Idea #1: GoodRx. My personal favorite and also the People’s Choice Webby winner, GoodRx aims to make prescription drugs more affordable for everyone, with or without health insurance.

GoodRx finds the lowest prices on 6,000 Rx drugs.

Co-founded by two ex-Facebook guys, Doug Hirsch and Scott Marlette, the site gives consumers the same kind of tools they use to find the cheapest TV or airline tickets. Just type in a drug name and zip code to compare prices from major US chain stores, mail order pharmacies and even some local stores. Plus there are store coupons, info on pharmacy discount plans and links to drug companies’ own discount programs.

What’s stopping any pharma brand web site from helping consumers search for the best prices for their product? Nothing. Except maybe fear of instilling sticker shock? But consider the alternative: at GoodRx, patients can also search brand vs. generic pricing. Talk about sticker shock then! Or they can use the GoodRx iPhone app right in the doctor’s office to get their doctor to write a prescription for the brand that best fits their budget. Maybe it’s better to head them off at the pass with your own product price search. Or, at the very least,with an easy tool that lets me check my health plan’s coverage or co-pay.

Idea #2: Ask a Patient  This year’s Webby winner for Best Web Site: Pharmaceuticals is all about patient empowerment. was created by Consumer Health Resource Group, LLC to help individuals research drugs and health care topics. home page

This year’s Webby winner for Best Web Site: Pharmaceuticals is all about patient empowerment.

If GoodRx is the Expedia of pharmaceuticals, then AskaPatient is the TripAdvisor. Instead of commenting on hotel accommodations, consumers review their medications, sharing side effects and success stories, and rate their experiences on a scale of 1 to 5. According to the site’s FAQ’s the average rating for all drugs in the AskaPatient database is about 3, which equals “average” or “somewhat satisfied.” After perusing a fair number of patient postings, I found as many high fives as low ratings. But like many other consumer product reviews, they are only one piece of the puzzle. (One person’s dream vacation can be another’s nightmare, after all.) However, AskaPatient certainly brings those dry adverse event profiles on the (mostly) unread PI’s to life.

What’s the big idea here for drug makers? I hardly expect them to open their web sites (or even their Facebook pages, for that matter) to consumer side effect complaints. On the other hand, it’s getting harder and harder to ignore the elephant in the room. An honest discussion of side effects as part of real patient stories can go a long way toward managing expectations and improving adherence. My dream web site: one that compares side effect profiles of all drugs in a  category, in much the same way that auto makers openly compare the stats of their cars with the competition. Maybe next year?

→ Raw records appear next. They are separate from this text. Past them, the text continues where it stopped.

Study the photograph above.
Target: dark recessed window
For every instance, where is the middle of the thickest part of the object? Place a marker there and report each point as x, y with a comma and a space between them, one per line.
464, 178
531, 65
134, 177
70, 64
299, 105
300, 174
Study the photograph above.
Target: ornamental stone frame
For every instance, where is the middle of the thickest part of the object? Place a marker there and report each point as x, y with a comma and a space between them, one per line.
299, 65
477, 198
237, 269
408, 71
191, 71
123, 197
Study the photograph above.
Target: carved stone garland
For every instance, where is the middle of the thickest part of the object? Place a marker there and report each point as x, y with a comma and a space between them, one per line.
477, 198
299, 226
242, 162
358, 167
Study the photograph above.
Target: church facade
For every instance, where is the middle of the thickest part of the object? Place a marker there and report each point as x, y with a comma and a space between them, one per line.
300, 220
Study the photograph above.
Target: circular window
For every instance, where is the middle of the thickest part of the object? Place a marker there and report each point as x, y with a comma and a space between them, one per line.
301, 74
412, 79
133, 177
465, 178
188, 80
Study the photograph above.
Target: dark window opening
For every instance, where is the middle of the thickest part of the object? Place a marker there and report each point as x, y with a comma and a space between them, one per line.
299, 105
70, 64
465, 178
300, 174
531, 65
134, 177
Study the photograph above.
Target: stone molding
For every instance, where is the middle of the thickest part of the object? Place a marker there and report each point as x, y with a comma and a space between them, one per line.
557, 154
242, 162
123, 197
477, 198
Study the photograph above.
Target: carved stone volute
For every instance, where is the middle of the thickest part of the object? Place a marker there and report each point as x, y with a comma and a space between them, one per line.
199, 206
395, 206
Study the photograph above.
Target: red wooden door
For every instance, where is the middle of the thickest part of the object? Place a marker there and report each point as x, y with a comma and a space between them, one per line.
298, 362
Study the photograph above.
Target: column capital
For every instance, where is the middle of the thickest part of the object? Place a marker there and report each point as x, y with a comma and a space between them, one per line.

Idea #3: Help I need help. The branding of this OTC line of single symptom remedies is childishly simple. And simply brilliant. From product names (Help I Have a Headache)…

Help Remedies delivers on a simple brand promise: less.

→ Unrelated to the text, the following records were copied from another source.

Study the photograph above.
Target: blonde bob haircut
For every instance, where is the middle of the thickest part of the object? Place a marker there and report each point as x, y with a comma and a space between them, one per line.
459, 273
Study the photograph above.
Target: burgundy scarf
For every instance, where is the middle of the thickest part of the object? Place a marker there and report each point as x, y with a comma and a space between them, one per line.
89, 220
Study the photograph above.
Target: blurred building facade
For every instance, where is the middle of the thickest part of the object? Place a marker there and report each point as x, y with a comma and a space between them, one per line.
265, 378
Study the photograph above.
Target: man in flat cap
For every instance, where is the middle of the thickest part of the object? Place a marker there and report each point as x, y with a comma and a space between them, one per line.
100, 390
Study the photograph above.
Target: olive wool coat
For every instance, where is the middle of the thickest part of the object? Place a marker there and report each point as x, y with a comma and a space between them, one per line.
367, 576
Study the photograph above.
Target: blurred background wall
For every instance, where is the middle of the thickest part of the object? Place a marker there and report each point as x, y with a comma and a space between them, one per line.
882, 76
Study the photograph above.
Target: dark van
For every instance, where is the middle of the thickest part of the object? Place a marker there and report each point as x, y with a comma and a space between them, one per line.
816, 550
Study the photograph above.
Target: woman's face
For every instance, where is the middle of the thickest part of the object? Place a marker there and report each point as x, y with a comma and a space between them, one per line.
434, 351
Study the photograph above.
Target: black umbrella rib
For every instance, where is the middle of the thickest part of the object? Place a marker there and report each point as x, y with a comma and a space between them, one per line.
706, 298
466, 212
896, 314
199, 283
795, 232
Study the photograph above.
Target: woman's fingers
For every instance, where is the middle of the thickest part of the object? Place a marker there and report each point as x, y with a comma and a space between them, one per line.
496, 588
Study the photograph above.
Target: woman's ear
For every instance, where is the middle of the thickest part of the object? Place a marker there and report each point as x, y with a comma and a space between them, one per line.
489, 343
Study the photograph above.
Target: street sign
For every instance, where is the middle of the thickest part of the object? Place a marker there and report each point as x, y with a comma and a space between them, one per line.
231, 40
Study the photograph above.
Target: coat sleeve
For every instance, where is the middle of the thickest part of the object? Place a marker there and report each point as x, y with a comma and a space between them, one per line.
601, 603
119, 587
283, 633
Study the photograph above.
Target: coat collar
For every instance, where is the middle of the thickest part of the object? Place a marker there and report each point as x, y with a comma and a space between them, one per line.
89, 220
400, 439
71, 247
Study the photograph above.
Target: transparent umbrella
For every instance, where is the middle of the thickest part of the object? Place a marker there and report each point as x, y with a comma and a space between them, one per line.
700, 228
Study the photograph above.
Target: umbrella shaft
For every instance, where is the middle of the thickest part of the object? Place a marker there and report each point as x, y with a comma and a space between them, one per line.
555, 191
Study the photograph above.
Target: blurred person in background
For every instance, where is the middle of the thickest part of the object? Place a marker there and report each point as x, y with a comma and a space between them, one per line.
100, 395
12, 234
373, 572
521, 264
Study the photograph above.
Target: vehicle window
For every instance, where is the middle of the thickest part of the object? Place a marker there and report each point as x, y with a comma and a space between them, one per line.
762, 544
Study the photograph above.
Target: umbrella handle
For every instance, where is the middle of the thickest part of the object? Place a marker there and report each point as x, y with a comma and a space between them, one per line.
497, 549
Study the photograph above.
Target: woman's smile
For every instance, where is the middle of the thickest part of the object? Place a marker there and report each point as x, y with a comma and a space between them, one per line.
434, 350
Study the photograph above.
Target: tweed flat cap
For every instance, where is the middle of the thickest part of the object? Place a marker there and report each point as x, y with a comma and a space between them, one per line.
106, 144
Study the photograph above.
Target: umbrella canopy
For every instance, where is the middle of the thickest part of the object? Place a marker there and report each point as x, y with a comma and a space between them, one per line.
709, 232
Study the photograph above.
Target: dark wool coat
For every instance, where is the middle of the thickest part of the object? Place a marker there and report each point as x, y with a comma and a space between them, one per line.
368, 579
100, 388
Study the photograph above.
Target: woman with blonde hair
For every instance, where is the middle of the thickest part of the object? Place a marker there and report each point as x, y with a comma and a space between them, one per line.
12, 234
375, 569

to plain Jane biodegradable packaging… to contents (uncoated, uncolored, single active ingredients), Help Remedies has cornered the market on less—less drug, less dye, less confusion. The HelpIneedhelp web site is an exercise in simplicity itself and a beautiful showcase for the brand.  There isn’t a single happy patient cliche in site.  (The only people on the site are in the simply produced, tongue-in-cheek videos.) The playfully restrained design invites interaction and makes it simple (that word again!) to learn more, find a store or buy online.

The message for pharma? Simply, help me.

Help me understand my condition and your treatment. Help me find a way to afford it. Help me manage side effects. Help me any way you can. With simple and personal language. With  easy-to-use tools. With relevant support. With whatever YOU would want if you were in MY shoes. Help me.

Then maybe we’ll see more pharma innovation at next year’s Webby Awards.